Teaching is a challenge for me because I have to slow down and explain the things I take for granted, and its hard to muster the same enthusiasm for teaching the fifth child I felt in teaching the first. He’s not a quick learner; I rarely see improvement from one lesson to the next. Every day, the same letters, the same sounds, and somehow it’s as if he’s never seen them before. Still you can’t turn down a child who requests to learn–even if he has no idea what he wants to be taught.
So we drew ants and the letter A, wrote the word ant, then went outside to find some real ones. And then he was ready to be done learning–skipping off happily outside to other pursuits that he could trick himself into believing were not “learning” activities.
I’ve been taking the older boys with me when I run. They can be a bit like aerosol cans when they come home from school, contents under pressure, ready to vaporize when pressed. We all do better with some sport, not unlike puppies that need a walk every day in order to be tame, but wrestling season is over, and soccer is not every day, and we have no wood to chop nor barns that need raising, so we have to fabricate reasons to exhaust ourselves.

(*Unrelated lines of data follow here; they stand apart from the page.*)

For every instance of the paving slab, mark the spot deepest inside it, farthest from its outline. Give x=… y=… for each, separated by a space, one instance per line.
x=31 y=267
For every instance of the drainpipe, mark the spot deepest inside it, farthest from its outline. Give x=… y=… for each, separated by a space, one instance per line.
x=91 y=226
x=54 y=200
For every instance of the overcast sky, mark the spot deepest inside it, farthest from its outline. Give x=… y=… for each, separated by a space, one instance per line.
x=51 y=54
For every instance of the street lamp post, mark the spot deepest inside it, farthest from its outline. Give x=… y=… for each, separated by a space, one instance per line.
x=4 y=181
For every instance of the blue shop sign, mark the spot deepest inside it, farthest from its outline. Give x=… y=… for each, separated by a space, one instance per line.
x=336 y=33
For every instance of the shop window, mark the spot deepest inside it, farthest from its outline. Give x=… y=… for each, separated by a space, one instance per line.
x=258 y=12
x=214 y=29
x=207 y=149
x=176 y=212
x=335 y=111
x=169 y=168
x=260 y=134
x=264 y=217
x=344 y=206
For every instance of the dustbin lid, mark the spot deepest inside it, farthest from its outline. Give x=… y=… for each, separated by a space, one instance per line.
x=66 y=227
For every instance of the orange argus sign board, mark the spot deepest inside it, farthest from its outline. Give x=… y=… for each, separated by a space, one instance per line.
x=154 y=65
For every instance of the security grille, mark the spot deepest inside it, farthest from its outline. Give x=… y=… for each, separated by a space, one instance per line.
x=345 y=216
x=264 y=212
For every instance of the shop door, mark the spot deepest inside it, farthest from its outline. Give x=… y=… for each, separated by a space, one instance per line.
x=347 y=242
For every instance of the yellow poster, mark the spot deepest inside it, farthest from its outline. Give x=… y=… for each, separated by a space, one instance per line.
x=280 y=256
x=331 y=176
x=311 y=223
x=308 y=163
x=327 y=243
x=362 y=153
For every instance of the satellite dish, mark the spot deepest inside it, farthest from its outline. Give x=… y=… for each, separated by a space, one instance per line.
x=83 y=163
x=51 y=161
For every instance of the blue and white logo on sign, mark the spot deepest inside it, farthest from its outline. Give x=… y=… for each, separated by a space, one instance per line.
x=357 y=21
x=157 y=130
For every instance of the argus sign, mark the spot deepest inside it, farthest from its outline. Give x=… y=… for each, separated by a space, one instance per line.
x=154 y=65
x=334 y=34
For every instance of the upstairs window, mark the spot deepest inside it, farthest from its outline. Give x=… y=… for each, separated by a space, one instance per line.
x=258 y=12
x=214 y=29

We walk and do push-ups at intervals, then sometimes “fartleks,” where you run 30 seconds, walk 30, run 60, walk 60 and so forth. It’s better than expecting them to participate in a long slow run with a distant foreseeable end. They like having short-term completable goals, and after even a brief sprint, walking always feels like a reward.
The first couple of times I took only the more sedentary of the two older boys, and he was overwhelmed by trying to manage his film scores on the Ipod I let him bring as a bribe. The next time we left the Ipods at home, which was a minor sacrifice for me because I’m in the thick of listening to Middlemarch on Audible, and I treasure the time to listen to it.
But this particular boy is such a good companion really. He’s quiet and observant. He makes no demands on your attention but still exudes the pleasant warmth of being in good company. At times I’ve worried that he may never leave home, but I’ve come to accept that possibility as a good thing.
Teaching my kids and letting them exercise with me may not sound like champion feats of motherhood, but I believe they are works of God in response to my prayers that he soften me. Giving up writing time to teach another to write, and my solitude in exercise so that others can have some peace–these really are ways in which walls I’ve built around myself are becoming more transparent.
It is the definition of disorder to ask for and offer cheap grace, while ignoring the seriousness of the tasks that God so clearly put in my path. The prayers I ask for do no good if I never soil my hands in uprooting the fronds of narcissism that are woven throughout my life. The ego can be an invasive species capable of multiplying under the surface even throughout a long dormant season. It, too, can be a wounded survivor, springing up alongside all our hopes for a new season. Find the root and weed it out. Usually it’s not what I think it’s going to be.
But the outcome, of course–OF COURSE–is pure joy. The ego isolates and is never satisfied. The Spirit of God embraces and is never disappointed.